In de periode vanaf circa 1889 tot 1896 woonde zij buiten de provincie Utrecht. Vanuit Engeland vestigde zij zich in 1896 weer in Utrecht. Of zij al die jaren in Engeland verbleef, is niet bekend, wel dat zij er heeft gestudeerd. Tijdens haar studie aan het Westfield College in Londen was er een directrice die haar leerlingen aanmoedigde te strijden tegen alcoholmisbruik. Aan die oproep heeft Henrietta gevolg gegeven en het zou haar levensvulling worden. Op 23 februari 1891 werd zij lid van de Nationale Christen Geheel Onthouders Vereniging (NCGOV), opgericht in 1881. Al snel was zij lid van het hoofdbestuur. Binnen de NCGOV was zij lid van de redactiecommissie. Samen met professor J.R. Slotemaker de Bruïne (1869-1941), al jong fervent geheelonthouder, was zij een van de eerste leden van de afdeling Utrecht.
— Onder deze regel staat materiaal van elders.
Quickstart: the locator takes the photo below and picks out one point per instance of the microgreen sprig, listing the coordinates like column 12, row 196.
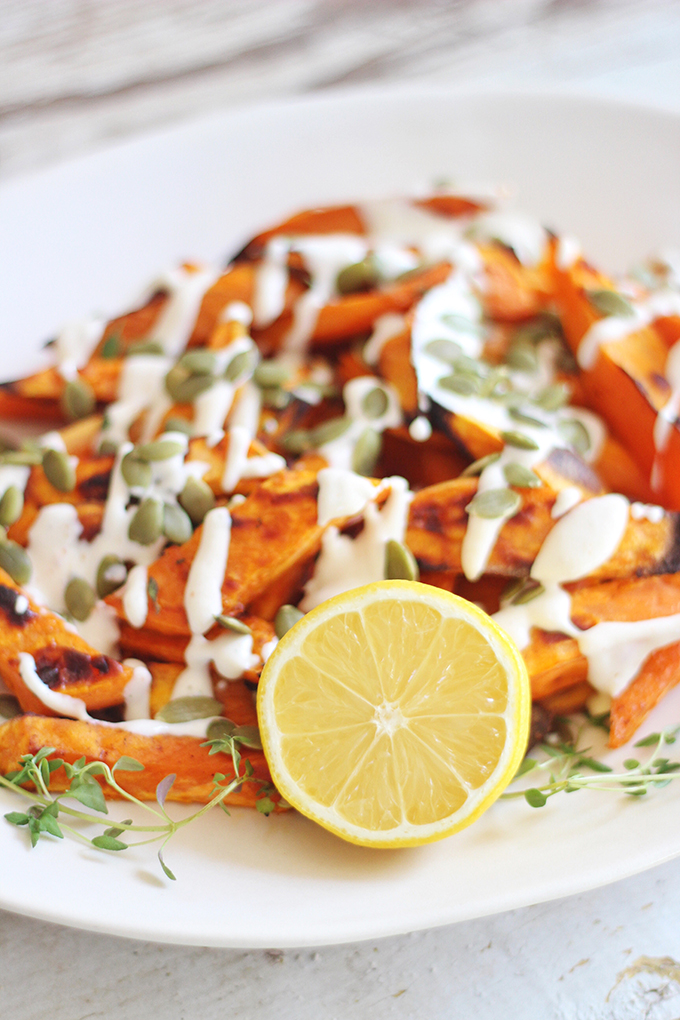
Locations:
column 50, row 815
column 566, row 761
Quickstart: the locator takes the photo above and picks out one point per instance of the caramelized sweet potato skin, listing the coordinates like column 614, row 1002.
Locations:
column 161, row 756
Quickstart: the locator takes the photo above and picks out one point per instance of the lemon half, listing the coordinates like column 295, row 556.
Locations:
column 394, row 714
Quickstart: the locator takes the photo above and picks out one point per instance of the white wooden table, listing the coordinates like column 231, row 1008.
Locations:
column 73, row 77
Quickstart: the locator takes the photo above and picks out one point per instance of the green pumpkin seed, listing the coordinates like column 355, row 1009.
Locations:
column 553, row 397
column 111, row 573
column 494, row 503
column 186, row 709
column 461, row 323
column 270, row 373
column 445, row 350
column 9, row 707
column 522, row 357
column 465, row 386
column 375, row 403
column 610, row 303
column 199, row 362
column 177, row 425
column 107, row 448
column 525, row 419
column 362, row 275
column 176, row 524
column 14, row 561
column 478, row 466
column 80, row 599
column 366, row 452
column 159, row 450
column 401, row 564
column 522, row 477
column 529, row 592
column 329, row 430
column 182, row 388
column 147, row 524
column 58, row 470
column 240, row 365
column 519, row 440
column 275, row 398
column 77, row 399
column 197, row 498
column 575, row 434
column 24, row 458
column 111, row 347
column 153, row 347
column 233, row 624
column 136, row 472
column 11, row 506
column 285, row 618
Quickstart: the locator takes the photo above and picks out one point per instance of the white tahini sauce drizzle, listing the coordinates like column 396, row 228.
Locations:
column 74, row 345
column 345, row 563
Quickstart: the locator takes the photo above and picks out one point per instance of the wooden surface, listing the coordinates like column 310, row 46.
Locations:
column 74, row 75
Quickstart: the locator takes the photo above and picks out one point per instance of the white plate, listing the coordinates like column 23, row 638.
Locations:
column 86, row 236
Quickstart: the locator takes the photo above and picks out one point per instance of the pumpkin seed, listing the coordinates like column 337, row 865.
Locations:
column 461, row 323
column 233, row 624
column 147, row 524
column 285, row 618
column 523, row 477
column 177, row 425
column 553, row 397
column 362, row 275
column 275, row 398
column 465, row 386
column 25, row 458
column 197, row 498
column 14, row 561
column 494, row 503
column 525, row 419
column 445, row 350
column 186, row 709
column 176, row 524
column 375, row 403
column 136, row 472
column 478, row 466
column 530, row 591
column 297, row 441
column 77, row 399
column 159, row 450
column 107, row 448
column 11, row 506
column 9, row 707
column 111, row 573
column 80, row 598
column 270, row 373
column 522, row 357
column 199, row 362
column 111, row 347
column 519, row 440
column 575, row 434
column 182, row 388
column 366, row 452
column 401, row 564
column 610, row 303
column 58, row 470
column 240, row 365
column 329, row 430
column 146, row 347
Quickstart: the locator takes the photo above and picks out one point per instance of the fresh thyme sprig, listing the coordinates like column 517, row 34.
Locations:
column 566, row 762
column 49, row 815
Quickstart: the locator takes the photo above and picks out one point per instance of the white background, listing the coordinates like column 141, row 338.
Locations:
column 74, row 75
In 1898 werd zij president van de kring Utrecht, een functie die zij ruim vijftig jaar heeft bekleed.

Nadat Henrietta zich in Zeist had gevestigd, werd zij in haar nieuwe woonplaats al snel in verschillende maatschappelijke organisaties actief onder andere op het gebied van de drank bestrijding. In 1893 was een plaatselijke afdeling van de NCGOV opgericht en hiervan werd zij in 1909 president. Een functie die zij meer dan 40 jaar heeft vervuld. In Zeist, dat toen ruim twaalf duizend inwoners telde, waren op dit gebied naast de NCGOV nog vier andere verenigingen werkzaam. Dit geeft aan hoe groot het maatschappelijke probleem van drankmisbruik in het ‘deftige’ dorp was. Op initiatief van P. Bierens de Haan werd in 1926 een consultatiebureau voor alcoholisten en andere bijstand behoevende personen opgericht. Van dit Sociaal Consultatie Bureau was Henrietta jarenlang secretaris-penningmeester. Aan het Drankweer Comité Zeist gaf ze meer dan twintig jaar leiding. Vanaf midden jaren dertig werkte dit comité overkoepelend voor de andere drankbestrijdingorganisaties. Het bereidde onder andere de jaarlijkse ‘blauwe week’ voor. Een van Henrietta’s andere verdiensten op het gebied van de drankbestrijding was de stichting in 1898 van het jeugdwerk van de drankbestrijding, dat de naam Hoop der toekomst meekreeg. In 1907 werd Enkrateia, een bond van protestants-christelijke drankbestrijding verenigingen, opgericht die de samenwerking tussen de christelijke verenigingen voor drank bestrijding wilde bevorderen. Henrietta was een van de medeoprichtsters en nam zitting in het bestuur. Zij schreef veel publicaties over drankbestrijding die als brochures verschenen of gepubliceerd werden in tijdschriften. Als vurig spreekster trad zij op in vergaderingen, openbare samenkomsten en congressen.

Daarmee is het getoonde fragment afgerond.